Inheritance is a method for relating classes together, often when two similar classes have the same broad purpose but differ in their degree of specialization. The specialized class may have the same attributes as a general class, along with some special-case behavior that is specific to that specialized class:

class <name>(<base class>):
    <suite>

Here, the class <name> inherits from a general class <base class>. Conceptually, the new subclass shares attributes with its base class, but may also override certain inherited attributes.

Defining inherited classes is helpful because we can reuse certain shared functionality in the base class, but also specify its differences in behavior.

For example, a CheckingAccount is a specialized type of Account (defined in the previous section):

class CheckingAccount(Account):
    withdraw_fee = 1
    interest = 0.01
    def withdraw(self, amount):
        return Account.withdraw(self, amount + self.withdraw_fee)

Notice that we can pass in an instance of a subclass into a function that expects an instance of the base class, because the subclass inherits functionality from the base class. We can use attributes inherited from the base class by accessing the base class with super().

3.1. Multiple Inheritance

Multiple inheritance is when a class inherits from multiple base classes:

class SavingsAccount(Account):
    deposit_fee = 2
    def deposit(self, amount):
        return Account.deposity(self, amount - self.deposit_fee)

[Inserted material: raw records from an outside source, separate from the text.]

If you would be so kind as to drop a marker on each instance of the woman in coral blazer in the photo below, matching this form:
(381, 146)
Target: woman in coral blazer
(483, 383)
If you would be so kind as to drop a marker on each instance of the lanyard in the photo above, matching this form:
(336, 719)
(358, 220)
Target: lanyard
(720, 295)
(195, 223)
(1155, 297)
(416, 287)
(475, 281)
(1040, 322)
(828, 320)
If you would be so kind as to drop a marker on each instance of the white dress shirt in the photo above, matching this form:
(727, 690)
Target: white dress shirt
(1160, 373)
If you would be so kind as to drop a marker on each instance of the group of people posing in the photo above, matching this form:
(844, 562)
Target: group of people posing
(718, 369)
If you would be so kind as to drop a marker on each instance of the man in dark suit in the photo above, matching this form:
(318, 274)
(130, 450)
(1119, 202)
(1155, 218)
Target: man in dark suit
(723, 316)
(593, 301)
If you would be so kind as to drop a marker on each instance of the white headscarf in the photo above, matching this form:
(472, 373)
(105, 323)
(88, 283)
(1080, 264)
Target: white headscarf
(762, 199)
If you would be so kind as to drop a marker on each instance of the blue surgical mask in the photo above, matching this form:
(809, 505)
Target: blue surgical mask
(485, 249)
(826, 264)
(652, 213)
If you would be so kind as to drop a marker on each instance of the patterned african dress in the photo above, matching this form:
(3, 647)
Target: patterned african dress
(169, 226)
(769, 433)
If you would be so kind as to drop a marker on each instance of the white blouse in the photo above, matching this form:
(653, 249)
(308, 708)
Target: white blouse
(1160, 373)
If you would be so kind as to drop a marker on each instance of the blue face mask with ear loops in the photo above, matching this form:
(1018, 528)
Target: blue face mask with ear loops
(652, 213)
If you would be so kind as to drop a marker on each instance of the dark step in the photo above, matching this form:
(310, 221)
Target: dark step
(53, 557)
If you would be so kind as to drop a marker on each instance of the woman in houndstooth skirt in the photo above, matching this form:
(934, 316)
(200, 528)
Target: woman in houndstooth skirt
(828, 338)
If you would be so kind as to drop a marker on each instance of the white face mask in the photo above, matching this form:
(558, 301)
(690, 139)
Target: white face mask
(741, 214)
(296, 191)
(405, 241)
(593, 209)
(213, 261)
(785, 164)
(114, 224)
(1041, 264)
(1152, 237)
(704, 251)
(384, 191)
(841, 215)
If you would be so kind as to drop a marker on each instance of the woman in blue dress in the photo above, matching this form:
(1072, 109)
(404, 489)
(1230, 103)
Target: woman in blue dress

class MultipleAccount(CheckingAccount, SavingsAccount):          # multiple inheritance
    def __init__(self, account_holder):
        self.holder = account_holder
        self.balance = 1             # a free dollar!

Here, MultipleAccount inherits from both CheckingAccount and SavingsAccount.

3.2. Attribute Lookup

To look up a name in a class:

  1. If it names an attribute in the class, return the attribute value.
  2. Otherwise, look up the name in the base class, if there is one.

In other words, when we try to access attributes or bound methods on a subclass, it will return whatever is bound to it in the subclass, and if it isn't bound to anything, it will return the value in the base class.